本社に異動でもしたかと思ったが、本社どころか他の支社にも名前はない。
恐らく……。いや司家護衛案件で碧月さんは殉職したんだと思う。
それもただの殉職じゃない。情報制限が必要な何かがあるんだ。
「碧月さんはな、いい兄貴分って感じで面倒見のええ人やったで。ワイが入社した時、碧月さんは2課主任で、よう世話になったんや。もう3年もたったんか……」
一ノ瀬さんは懐かしそうに思い出し、碧月さんの話をしてくれた。
熱血漢で曲がった事は嫌いで、誰より仲間思いの人、だったそうだ。
「碧月さんはな、黒崎課長をほんま大事に育てておったんやで」
生え抜き達のパートナーは、僕らのように案件ごとで変わったりしない。
一緒に案件を共にし、時には別々にチームを持ち、他の支社や本社を行き来しながら、長い時間をかけて信頼関係を作り、命さえ預けるパートナーになっていく。
それほどに、この信頼できるパートナーの存在がとても大きいのだそう。
そんな人を亡くしても、黒崎課長はまだ警護員続けてらっしゃる理由は何なのでしょうか。

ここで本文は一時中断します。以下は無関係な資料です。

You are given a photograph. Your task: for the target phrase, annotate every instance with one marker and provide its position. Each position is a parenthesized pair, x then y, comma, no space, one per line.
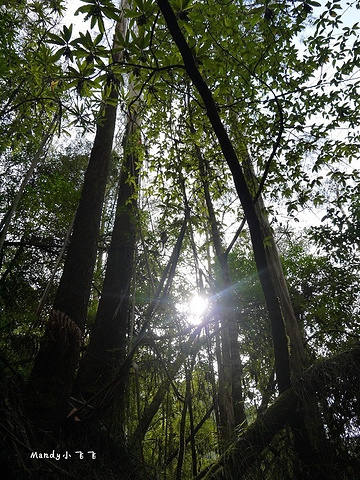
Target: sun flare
(198,305)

「ねぇ一ノ瀬さん。黒崎課長が社内で親しく話す人って藍野先輩くらいですが、同期の方とかはいなかったんですか?」
「同期はおらんかったけど、碧月さんはそんな感じやったな。なんや大学時代からの付き合いらしいで」
ここでも碧月さんか。藍野先輩も黒崎課長と同じ大学だって言ってたし。
あれ? じゃあ3人は同じ大学って事か。
「他にもな、本社の社長一家とはそれなりに親しいはずやで。一時期副社長の妹と付き合うてたんやから」
「え? 副社長の妹さんて確か今、グループCOOで来日した際、藍野先輩と黒崎課長が護衛に入る、あのシャーロット・スタンリー様ですか?」
元々碧月さんが社長一家と親しかったそうで、そのパートナーとして一緒に出入りをしていたそうです。

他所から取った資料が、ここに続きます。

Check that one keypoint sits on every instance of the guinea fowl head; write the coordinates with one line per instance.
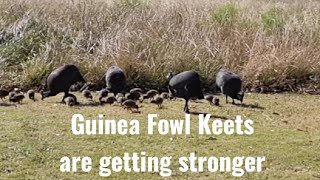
(169, 75)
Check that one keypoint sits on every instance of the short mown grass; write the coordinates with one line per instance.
(265, 41)
(35, 135)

だけど自社の社長の娘と付き合う事になるとか、一体どうしてそうなったのでしょうか。
「せや。黒崎課長がインターンの時からだから、付き合い自体は結構長いんやで」
一ノ瀬さんはコップのお冷を少し舐め、真面目な顔をして言った。
「杜山。こん話はもう止めようや。懐かしくてつい話してもうたけど、これ以上はホンマにアカン。うっかり余計な事まで話してしまいそうや」
一ノ瀬さんは、もう聞いてくれるなとギブアップした。
僕が聞きたかったところや肝心なところはぼかされて、ちょっと悔しいけど仕方ない。
「そうですね。碧月さんの情報貰っただけでも僕には収穫でしたよ。そろそろ夕飯行きましょうか。夕飯は情報料の代わりに奢りますよ!」
僕はくすりと笑って、テーブルの会計伝票を手に取って席を立った。
「ええな。ほな遠慮なく行かせてもらうわ!」
一ノ瀬さんも席を立ち、僕達は連れ立って夕飯を食べに向かった。
――一ノ瀬さんからも肝心な情報引き出せないなんて、やっぱり僕はまだまだ、なんだよなぁ。。。